Gender handshake (Religious Orthodoxy)
An Orthodox bishop does not shake hands with a woman. Ignoring him creates a diplomatic incident.
Meaning
Target direction : Respect religious traditions: some men/women don't shake hands.
Interpreted meaning : Insisting on shaking hands with a woman who refuses for religious reasons.
Geography of misunderstanding
Neutral
- russia
- ukraine
- georgia
- serbia
- orthodox-cultures
1. The gesture and its expected meaning
In traditional Orthodox Christianity (Russia, Balkans, Greece), certain religious contexts and conservative communities maintain a practice where an unmarried/unrelated man and woman do not shake hands directly. This practice is rooted in a post-Byzantine theology of ritual purity and strict interpretations of the Body of Christ. The gesture of refusal or avoidance is called "respecting the boundaries of tsniout (modesty)". Bourdieu (1980) analyzes this gesture as a technique of the religious body maintaining a spiritual boundary. Hall (1966) notes that certain cultures maintain untouchable body zones according to rank/gender/spiritual status.
2. Where things go wrong: the geography of misunderstanding
Western women perceive the refusal of a man-woman handshake as discrimination, sexism or a personal insult. A female lawyer/minister/CEO extending her hand to an Orthodox man who refuses it creates a diplomatic incident interpreted as "religious extremism" or "women's rights violation". In urban Russia (Moscow), this gesture is very rare; in rural Russian areas or Orthodox Balkans (Serbia, Bulgaria), it persists among certain communities. Younger urban Orthodox generations are gradually abandoning it. In multinational contexts (EU diplomacy), the incident can be politically charged (interpreted as "Russian/Serbian masculinity"). Modern Orthodox women deplore the fact that the gesture perpetuates an archaic image.
3. Historical background
The refusal of inter-genre contact is rooted in Byzantine Orthodox theology (Denys the Areopagite, Life of Christ) where the Body of Christ is separated from the "profane" body. The post-Christian Russian Orthodox tradition has maintained stricter boundaries of purity than Catholicism/Protestantism. Mauss (1934) identifies this practice as a religious "technique of the body" specific to conservative Orthodox cultures. Post-communism (1990-2000), the Orthodox Church regained influence in Russia/Balkans, reactivating certain traditional practices. Lewis (1996) establishes that Orthodox cultures maintain distinct contact boundaries according to spiritual vs. secular spheres.

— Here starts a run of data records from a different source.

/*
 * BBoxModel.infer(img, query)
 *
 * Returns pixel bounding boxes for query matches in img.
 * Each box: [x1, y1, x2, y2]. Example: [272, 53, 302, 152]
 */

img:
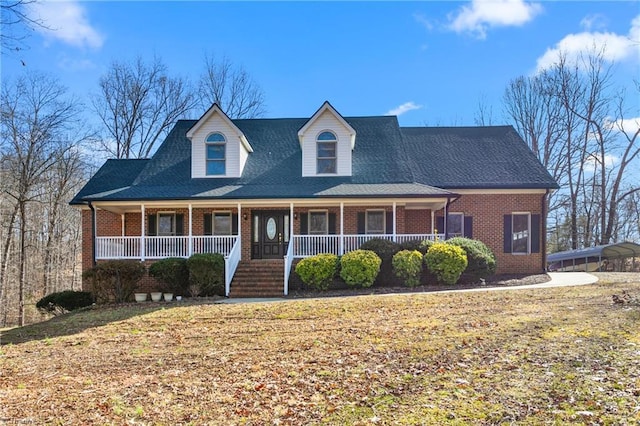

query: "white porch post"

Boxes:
[393, 201, 396, 243]
[338, 201, 344, 256]
[140, 204, 145, 262]
[188, 203, 193, 257]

4. famous documented incidents
In 1999, a female Austrian minister reaching out to an Orthodox patriarch during an official visit to Belgrade was refused; incident covered by European media as "religious intolerance" (Economist 1999). In 2015, a female Swiss NGO executive wanted to shake hands with an Orthodox priest at a conference in Sofia; polite but firm refusal. No major incidents of violence, but persistent diplomatic unease.

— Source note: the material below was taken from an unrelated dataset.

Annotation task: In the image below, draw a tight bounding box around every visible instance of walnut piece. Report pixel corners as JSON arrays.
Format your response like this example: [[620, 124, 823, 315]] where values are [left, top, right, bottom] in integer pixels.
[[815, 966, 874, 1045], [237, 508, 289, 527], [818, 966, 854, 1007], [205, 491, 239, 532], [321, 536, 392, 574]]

5. Practical recommendations
If an Orthodox man refuses your handshake, don't take it as a personal insult; it's a religious boundary, not sexism (an important distinction). Ask discreetly: "Is there a greeting protocol you prefer?" Respectful alternatives: slight head bow, hand over heart placement, or simple "Hello". Never force a handshake. Women can say "I respect your religious practice" without understanding oppression. In multinational business contexts, clarify greeting expectations in advance (email before meeting). Acknowledging that refusal is not a personal rejection, but a spiritual limitation, enables respectful collaboration despite differences.
Sources
- Lewis, R.D. (1996). When Cultures Collide. Nicholas Brealey. pp. 234-267.
- Mauss, M. (1934). Les techniques du corps. Journal de Psychologie.
- Bourdieu, P. (1980). Le sens pratique. Minuit.
- Hall, E.T. (1966). The Hidden Dimension. Doubleday. pp. 130-155.
- The Economist (1999). 'Orthodox Protocol and European Diplomacy'. Archives Economist.